Les responsables américains ont expliqué que la colère ressentie par l’administration Biden face à la quantité d’aides humanitaires – insuffisante – qui entre actuellement dans la bande de Gaza semblait avoir eu une résonnance et ils ont noté s’attendre à ce que de nouvelles initiatives soient prises, dans les prochains jours, par Israël pour garantir qu’une assistance revue à la hausse pourra arriver jusqu’aux civils palestiniens. La principale demande émise par les États-Unis à Israël concerne l’ouverture de nouveaux postes-frontières, notamment vers le nord de Gaza, de manière à laisser les aides affluer au sein de l’enclave, avec pour objectif de minimiser l’impact des pillages ou des vols commis par les gangs, qui tentent de vendre les aides sur le marché noir.

Au sujet des changements que l’administration américaine appelle de ses vœux dans la planification de l’après-guerre à Gaza, le deuxième responsable américain a estimé qu’il était trop tôt pour anticiper une éventuelle modification, par l’État juif, de sa stratégie.

« Ce n’est pas le ministre Gantz qui prendra la décision finale, en fin de compte – et l’impact de son déplacement sera donc limité sur cette problématique, en particulier au vu du mécontentement du Premier ministre Netanyahu face à ce déplacement », a indiqué le deuxième officiel.

Netanyahu a vivement critiqué la visite prévue de Gantz, considérant qu’elle entre dans le cadre d’un effort visant à miner son autorité. Un officiel israélien a fait savoir qu’il avait ordonné à l’ambassade israélienne de Washington de ne pas venir en aide au ministre du cabinet de guerre, dont les sondages indiquent qu’il serait en mesure de l’emporter haut la main face à Netanyahu si des élections avaient lieu aujourd’hui.

Les responsables américains ont aussi indiqué que les conseillers de Biden avaient interpellé Israël sur son plan d’offensive terrestre dans le sud de Gaza, à Rafah. Gantz a présenté les propositions initiales, faites par l’armée, portant sur l’évacuation de plus d’un million de Palestiniens qui se sont réfugiés dans ce secteur et qui seraient ainsi appelés à partir vers le nord avant le déclenchement de l’opération de Tsahal, dont l’objectif est de démanteler les derniers bataillons du Hamas.
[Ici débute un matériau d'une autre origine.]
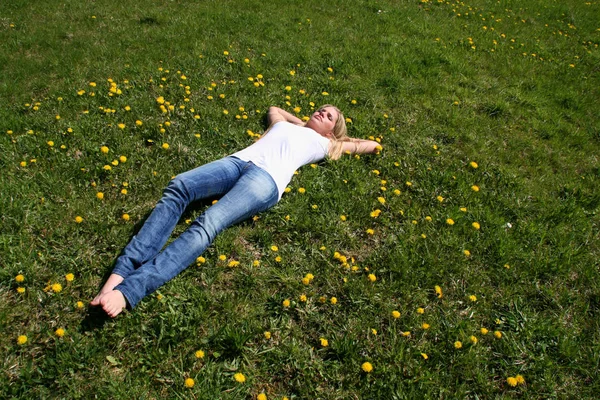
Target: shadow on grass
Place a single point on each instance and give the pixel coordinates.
(95, 318)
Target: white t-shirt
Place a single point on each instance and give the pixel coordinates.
(284, 149)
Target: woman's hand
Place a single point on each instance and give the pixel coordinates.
(361, 146)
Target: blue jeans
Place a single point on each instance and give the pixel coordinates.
(245, 189)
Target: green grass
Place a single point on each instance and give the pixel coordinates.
(513, 87)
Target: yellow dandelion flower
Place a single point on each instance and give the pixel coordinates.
(367, 367)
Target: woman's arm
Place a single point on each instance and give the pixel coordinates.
(277, 114)
(361, 146)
Les officiels américains n’ont pas été convaincus par ces propositions, ont-ils ajouté.

Des Palestiniens déplacés se promenant dans une école de l’UNRWA abritant des Palestiniens déplacés, à Rafah, dans le sud de la bande de Gaza, le 4 mars 2024. (Crédit : AFP)

Selon des communiqués émis par le département d’État et par le Pentagone, Blinken et Austin ont également tiré le signal d’alarme pendant leurs entretiens respectifs avec Gantz, mardi, en ce qui concerne la situation humanitaire à Gaza.

Blinken « a mis l’accent sur la nécessité, pour Israël, d’agir de manière urgente pour permettre la délivrance de l’assistance humanitaire à Gaza et pour améliorer sa distribution sur le territoire de la bande. La situation actuelle est inacceptable et elle ne peut pas durer », a déclaré le porte-parole du Département d’État, Matthew Miller, pendant une conférence de presse.

« Au moment où les États-Unis font tout ce qu’ils peuvent pour renforcer l’entrée des aides à Gaza, il revient à Israël de prendre aussi des initiatives dans ce sens », a continué Miller.

Blinken a « répété que les États-Unis continuent à soutenir le droit d’Israël à garantir que l’attaque terroriste du 7 octobre ne pourra jamais se reproduire sur son territoire », a ajouté son porte-parole.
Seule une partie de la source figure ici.